El problema, pues, no se va a resolver con becas, vivienda para los padres, con estancias infantiles, escuelas de tiempo completo, inglés o robótica. La solución es incidir en la descomposición del núcleo familiar, incidir en los valores que se profesan al interior de la familia, en perseguir los delitos contra la infancia, en proteger a las víctimas, niñas, niños y jóvenes, por lo menos igual que a los “lomitos” o a los toros de lidia.  Tomando el giro de una frase de William Clinton: ¡No son los niños el problema; son los padres, estúpidos!

Pero, mientras nuestros políticos se ocupan del problema que aloja en lo más profundo el núcleo de nuestras miserias –la dinámica familiar que expulsa por las más aberrantes causas los más tiernos frutos de nuestra sociedad–, hay un paliativo que reivindica, sana y reencausa el ímpetu juvenil: el deporte. Tema que, por cierto, he visto ausente, como propuestas serias y estructuradas, entre los creativos publicistas de las campañas electorales ¿Y así –me pregunto– quieren atraer el voto joven?

En mi experiencia personal, en la década de los 80 dediqué un esfuerzo titánico por conformar la Federación Mexicana de Taekwon-do, requisito indispensable para asistir a la Olimpiada de Corea del Sur. En cuestión de dos años –no fue fácil– logramos afiliar a la CODEME a 104 mil deportistas y más de mil instructores. Confieso que nunca fui un competidor destacado (aunque logré un honorífico 5º Dan en la disciplina). En cambio, lo que me motivó fue saber que miles de jóvenes, al menos dos veces a la semana y varios fines de semana, tensaban sus músculos e instinto para, literalmente, no perder la cabeza. Hombres, mujeres y niños –muchos de ellos acompañados de sus padres– anhelaban un triunfo personal que los reivindicara a sí mismos.

El deporte, en los lugares más pobres –entiéndase–, es la primera tabla de salvación de aquella juventud que ama más la calle que su propia casa. En el barrio, sus alternativas son, ser el Messi, o el Pedro Navajas del oscuro callejón.

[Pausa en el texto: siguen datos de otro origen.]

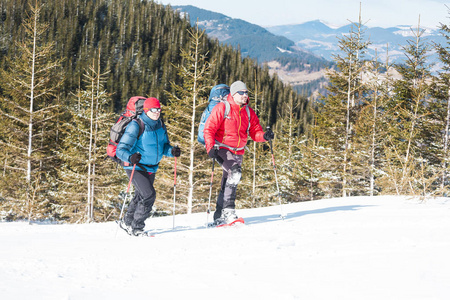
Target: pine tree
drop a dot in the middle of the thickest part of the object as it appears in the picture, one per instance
(407, 147)
(87, 188)
(30, 85)
(339, 110)
(183, 113)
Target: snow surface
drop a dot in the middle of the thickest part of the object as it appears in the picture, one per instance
(344, 248)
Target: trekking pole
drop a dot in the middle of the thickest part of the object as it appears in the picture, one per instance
(276, 177)
(174, 190)
(210, 190)
(125, 199)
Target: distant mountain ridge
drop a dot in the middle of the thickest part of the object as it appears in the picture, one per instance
(298, 67)
(253, 40)
(321, 39)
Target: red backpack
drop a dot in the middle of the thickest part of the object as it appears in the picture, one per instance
(135, 107)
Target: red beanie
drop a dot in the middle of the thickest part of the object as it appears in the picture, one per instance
(151, 103)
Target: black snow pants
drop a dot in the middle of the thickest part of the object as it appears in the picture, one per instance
(141, 205)
(232, 172)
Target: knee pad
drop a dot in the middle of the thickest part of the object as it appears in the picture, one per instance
(235, 175)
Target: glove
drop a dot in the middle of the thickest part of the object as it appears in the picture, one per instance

En mi septuagenaria existencia, he brincado muchos surcos (andar en los campos agrícolas) y visitado cientas de humildes poblados. En todos encontré una cancha de básquet, apta para voleibol, una cancha rústica de fut y un salón de usos múltiples. Cómo me gustaría que alguien de los que pretenden gobernar los 2,446 municipios, las casi 190 mil localidades y el País mismo, propusiera –y llevara a cabo– algo que pudiéramos llamar “jóvenes construyendo el deporte”. Miles de entrenadores y organizadores de pequeñas ligas y competencias (práctica al menos dos veces por semana y encuentros, varoniles y femeniles, cada fin de semana) en toda la República.

Decía yo que el deporte es un paliativo social, sí, pero, junto con la lectura, es el más noble que conozco. Hace poco me enteraba que en México hay 101 millones de internautas a las redes sociales y que, en promedio, dedican nueve horas al día a navegar; algunos a puerto seguro, otros a la deriva. Los niños de la calle, ni siquiera navegan: está encallada su existencia. Aun así, los he visto echar cascarita, tirar envases a la canasta, jugar tacón o rayuela. También ellos quieren una oportunidad de triunfo y competencia; merecen una razón para estar vivos.

No pretendo ser simplista con la idea antes expresada, como tampoco quiero inventar el hilo negro. Mi intención es dejar en el lector la idea de que hay recursos puntuales –y el deporte es uno– que conectan a todo el sistema neuronal de la sociedad. Algo que llamaría “acupuntura social”. Me dicen los acupunturistas profesionales, “el talón concentra la mayor parte de las terminales nerviosas que gobiernan el resto del cuerpo humano”.

Empecemos por la base (los niños de la calle). Llegaremos a la cabeza.